Have I ever told the story of the time we threw a post-college house party and one of my friends had taken charge of making the mix CD for it, and as the night wore along I kept stopping in my tracks as each new song would start, so that I could tell whoever was within earshot “I love this song!!!” as if it were fortuitous serendipity influencing the whims of a DJ, and not a mix my friend had specifically put together based on solicited input including my own? Good times.

Anyway, the bittersweet part for me in reading a 90’s rundown like this is how those musical artifacts are gone from my life now. Because they were never really mine to begin with. One of the things I really like about the typical American college experience is how communal everything is. If one person has a car, then a circle of, like, four to seven friends has access to transportation as needed. Most roommates are pretty good about sharing the comforts of home, which was definitely true in my case, and lucky for me that it was. I never really acquired a ton of stuff as a teenager, and I prided myself on being able to move back and forth from campus to my parents’ every a few times each year with a minimal load of belongings. My roommate was kind of the opposite, and he had every dorm amenity imaginable: a tv, a nicer stereo than mine, a video game system, a VCR, a microwave oven, a mini-fridge, &c. &c. With the exception of my clothes and my books, everything in our dorm room not furnished by the office of residence life belonged to my roommate, from the halogen floor lamp to the Brita water filter pitcher. And that was fine by me! I was welcome to use any and all of it (assuming my roommate wasn’t already doing so) and at the same time I was traveling light through life. I thought it was a pretty good deal.

But the downside, as I say, is that when school was over and we went our separate ways, the big binder full of CDs with the movie soundtracks and the old Monty Python comedy albums and the mid-90’s output of R.E.M. and all certainly wasn’t coming with me.
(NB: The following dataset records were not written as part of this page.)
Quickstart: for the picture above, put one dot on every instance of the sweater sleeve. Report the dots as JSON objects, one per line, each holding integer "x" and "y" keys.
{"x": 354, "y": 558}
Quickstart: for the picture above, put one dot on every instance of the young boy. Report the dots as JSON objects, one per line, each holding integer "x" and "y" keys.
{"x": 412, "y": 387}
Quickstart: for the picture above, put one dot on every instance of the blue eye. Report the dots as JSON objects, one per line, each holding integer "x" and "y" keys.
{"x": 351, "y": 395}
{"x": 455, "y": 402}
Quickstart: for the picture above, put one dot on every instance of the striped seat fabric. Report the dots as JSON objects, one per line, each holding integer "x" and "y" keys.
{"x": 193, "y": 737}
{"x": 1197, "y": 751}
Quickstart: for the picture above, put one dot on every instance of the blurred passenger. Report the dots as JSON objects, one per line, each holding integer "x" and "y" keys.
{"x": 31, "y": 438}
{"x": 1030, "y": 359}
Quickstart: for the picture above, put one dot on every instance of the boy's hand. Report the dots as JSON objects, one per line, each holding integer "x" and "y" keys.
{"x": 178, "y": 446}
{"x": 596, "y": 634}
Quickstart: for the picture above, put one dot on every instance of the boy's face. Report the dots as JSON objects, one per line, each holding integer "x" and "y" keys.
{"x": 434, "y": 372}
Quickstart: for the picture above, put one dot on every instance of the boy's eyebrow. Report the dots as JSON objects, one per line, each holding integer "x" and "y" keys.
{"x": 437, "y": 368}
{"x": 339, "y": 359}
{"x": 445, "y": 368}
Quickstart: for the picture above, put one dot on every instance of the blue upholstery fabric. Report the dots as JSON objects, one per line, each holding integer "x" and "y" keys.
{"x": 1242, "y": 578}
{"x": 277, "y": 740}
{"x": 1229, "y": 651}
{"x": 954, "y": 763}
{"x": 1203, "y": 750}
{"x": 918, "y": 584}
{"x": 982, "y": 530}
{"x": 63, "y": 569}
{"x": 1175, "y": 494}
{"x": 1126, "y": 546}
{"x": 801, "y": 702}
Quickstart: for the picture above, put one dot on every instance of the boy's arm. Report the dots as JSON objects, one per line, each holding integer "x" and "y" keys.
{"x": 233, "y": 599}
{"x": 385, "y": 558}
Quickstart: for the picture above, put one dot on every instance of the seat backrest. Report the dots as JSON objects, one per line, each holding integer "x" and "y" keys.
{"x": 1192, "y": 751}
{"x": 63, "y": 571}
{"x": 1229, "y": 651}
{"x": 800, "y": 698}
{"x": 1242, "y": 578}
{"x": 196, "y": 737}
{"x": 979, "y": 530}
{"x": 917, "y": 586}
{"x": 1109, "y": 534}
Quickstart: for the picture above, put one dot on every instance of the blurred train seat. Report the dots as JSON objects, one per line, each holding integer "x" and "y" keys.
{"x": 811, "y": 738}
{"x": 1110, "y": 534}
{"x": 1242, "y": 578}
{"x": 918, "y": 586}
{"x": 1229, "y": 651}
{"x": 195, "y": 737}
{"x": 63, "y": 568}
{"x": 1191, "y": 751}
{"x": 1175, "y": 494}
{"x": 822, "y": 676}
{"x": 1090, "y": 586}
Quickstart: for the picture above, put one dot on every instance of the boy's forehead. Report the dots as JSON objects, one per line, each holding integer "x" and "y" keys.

I have my own area rugs and coffee maker now, but those things strike me as grown-up necessities. I could, in theory, go and electronically purchase and download (or, if I was feeling ambitious, physically locate and obtain) as many of the classic mainstays of the old college soundtrack as I care to, but that on the other hand strikes me as an indulgence too far. Ah well. The memories will have to suffice, which is fine, since I know all the words to all the songs by heart.